For users who need detailed 3D acoustic simulation beyond what a photo analysis can provide, SonaVyx Room Scanner connects to AcousPlan -- our professional acoustic design platform. AcousPlan takes the room dimensions and material data from SonaVyx as a starting point, then lets you build a full 3D model with precise geometry, add acoustic treatment products from a manufacturer database, and run ray-tracing simulations to predict RT60, speech intelligibility (STI), clarity (C50/C80), and sound pressure level distribution across the room. The SonaVyx-to-AcousPlan workflow bridges the gap between quick field assessment and detailed design-phase modeling.

Use Cases

The Room Scanner serves multiple professional scenarios. Live sound engineers can scan a venue during advance visits to anticipate acoustic challenges before the PA arrives. AV integrators can scan conference rooms to specify the right amount of acoustic treatment during the proposal stage. Acoustic consultants can use the tool for rapid pre-surveys before bringing in expensive measurement equipment. House of worship sound teams can document their room's acoustic properties and share them with consultants remotely. Event planners can scan ballrooms and convention centers to understand the acoustic environment before booking. In education, the tool helps students visualize room modes and understand the relationship between room geometry and acoustic behavior.
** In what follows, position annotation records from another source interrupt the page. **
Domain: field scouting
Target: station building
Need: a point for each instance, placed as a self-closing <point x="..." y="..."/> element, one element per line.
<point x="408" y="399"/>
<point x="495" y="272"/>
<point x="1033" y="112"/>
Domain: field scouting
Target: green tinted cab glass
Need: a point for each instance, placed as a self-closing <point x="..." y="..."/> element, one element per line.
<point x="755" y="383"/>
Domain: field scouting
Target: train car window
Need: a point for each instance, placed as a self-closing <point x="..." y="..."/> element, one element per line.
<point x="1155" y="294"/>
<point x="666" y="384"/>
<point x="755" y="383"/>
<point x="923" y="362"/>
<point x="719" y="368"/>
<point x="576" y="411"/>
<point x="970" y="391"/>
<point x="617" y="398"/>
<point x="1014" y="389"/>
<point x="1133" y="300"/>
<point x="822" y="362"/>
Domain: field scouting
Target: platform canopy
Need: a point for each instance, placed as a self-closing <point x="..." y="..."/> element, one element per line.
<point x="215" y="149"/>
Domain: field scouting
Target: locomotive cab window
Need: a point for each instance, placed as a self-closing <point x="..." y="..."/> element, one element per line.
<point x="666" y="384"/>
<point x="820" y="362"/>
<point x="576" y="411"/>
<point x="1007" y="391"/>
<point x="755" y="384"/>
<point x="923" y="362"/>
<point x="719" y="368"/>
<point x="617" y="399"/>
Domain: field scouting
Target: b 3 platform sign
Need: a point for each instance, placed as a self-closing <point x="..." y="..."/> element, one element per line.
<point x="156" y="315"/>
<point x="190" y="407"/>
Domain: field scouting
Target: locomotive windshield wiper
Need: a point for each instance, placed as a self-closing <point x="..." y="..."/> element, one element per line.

Frequently Asked Questions

How accurate is the AI room dimension estimation?
Accuracy depends on image quality, camera angle, and the presence of reference objects. With a clear, well-lit photo taken from a corner showing at least two walls and the ceiling, the AI typically estimates dimensions within 10-15% of actual values. For higher accuracy, upload an architectural floor plan with scale markings. The tool is designed for rapid first-pass assessment; for precise measurements, use a laser distance meter.
What types of rooms can the scanner analyze?
The scanner works with any enclosed rectangular or near-rectangular space: offices, classrooms, studios, auditoriums, houses of worship, conference rooms, concert halls, rehearsal spaces, and residential rooms. Non-rectangular rooms (L-shaped, circular, or irregular) will be approximated as rectangular, which reduces accuracy for mode prediction but still provides useful RT60 and material estimates.
Can I upload a floor plan instead of a photo?
Yes. The scanner accepts both photographs and architectural floor plans. Floor plans with dimension annotations provide the most accurate results because the AI can read the measurements directly rather than estimating them from perspective. Supported formats include JPEG, PNG, and PDF rendered to image.
How does the AI identify surface materials?
The AI uses visual texture analysis, color recognition, and contextual clues to classify surfaces. It can distinguish common materials such as drywall, concrete, glass, carpet, hardwood, tile, acoustic panels, and fabric. Each identified material is mapped to published absorption coefficients from standard acoustic reference tables. Unusual or custom materials may be approximated to the closest standard category.
How does this compare to a professional acoustic measurement?
The Room Scanner provides an estimate based on visual analysis and acoustic theory. It cannot measure actual reverberation, background noise, or speech intelligibility. Think of it as a rapid pre-survey tool that gives you a baseline understanding of a room's acoustic properties. For professional design work, combine the scanner with SonaVyx RT60 and STI measurement tools, or use AcousPlan for full simulation.